Nemmeno si accorge che l’uomo che c’è sopra si è tolto il casco e la sta osservando, sinceramente divertito, mentre le luci dei lampioni danzano tra le pieghe delle sue cicatrici.
«Vedo che Straniero ti piace. Sali?»
Quella voce la fa trasalire, e per poco la ragazza non perde l’equilibrio, rovinando sul marciapiede. «Sa-Sandor…?!»
«Che c’è, ragazzina, ti faccio davvero così paura?» di nuovo quel tono di scherno.
«Io… non mi aspettavo di trovarti qui, ecco. Mi hai presa alla sprovvista.»
«Vuoi volare, Uccellino?» quello che esce dalla sua bocca è poco più che un rantolo.
«Cos… Io?» Sansa è totalmente in confusione. “Perché devi fare sempre la figura della stupida?!” si rimprovera, mordendosi furiosamente l’interno della guancia.
«Oh, al diavolo. Sì, te.» le porge un casco. «Sali.» Non ha l’aria di essere una domanda e non è gentile né accattivante il tono con cui l’ha detto. Ma Sansa sente un leggero formicolio agli angoli della bocca, e non riesce a trattenere un sorriso timido.

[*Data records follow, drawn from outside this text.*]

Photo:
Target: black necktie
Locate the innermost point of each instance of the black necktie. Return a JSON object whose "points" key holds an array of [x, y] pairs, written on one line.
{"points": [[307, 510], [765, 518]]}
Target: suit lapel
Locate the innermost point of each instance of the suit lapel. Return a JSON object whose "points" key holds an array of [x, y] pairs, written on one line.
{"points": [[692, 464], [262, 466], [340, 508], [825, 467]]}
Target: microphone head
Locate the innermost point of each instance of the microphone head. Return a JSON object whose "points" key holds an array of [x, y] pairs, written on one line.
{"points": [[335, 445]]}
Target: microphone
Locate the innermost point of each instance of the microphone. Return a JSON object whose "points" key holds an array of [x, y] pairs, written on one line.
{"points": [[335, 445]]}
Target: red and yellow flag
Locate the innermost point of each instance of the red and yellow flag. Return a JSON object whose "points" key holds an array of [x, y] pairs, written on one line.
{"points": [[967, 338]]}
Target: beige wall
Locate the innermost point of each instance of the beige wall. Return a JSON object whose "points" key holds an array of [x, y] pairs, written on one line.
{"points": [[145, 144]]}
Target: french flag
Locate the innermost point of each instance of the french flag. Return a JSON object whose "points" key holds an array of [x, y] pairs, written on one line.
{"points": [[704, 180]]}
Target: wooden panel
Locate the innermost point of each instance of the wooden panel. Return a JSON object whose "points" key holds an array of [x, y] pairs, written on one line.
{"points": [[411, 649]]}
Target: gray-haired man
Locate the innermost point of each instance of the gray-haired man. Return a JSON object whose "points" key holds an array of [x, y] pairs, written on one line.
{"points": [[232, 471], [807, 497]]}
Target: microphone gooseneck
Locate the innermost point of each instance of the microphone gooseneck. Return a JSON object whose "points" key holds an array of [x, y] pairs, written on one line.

Si allaccia il casco, s’issa a cavalcioni sulla moto e si aggrappa a quella schiena ampia e muscolosa.
In un attimo, sta volando su un rombo di tuono, nella notte, dietro a uno sconosciuto. E, paradossalmente, non si è mai sentita così al sicuro.
 
[1] Dimensioni delle bevande di Starbucks. Equivalgono, rispettivamente, a piccola, media e grande.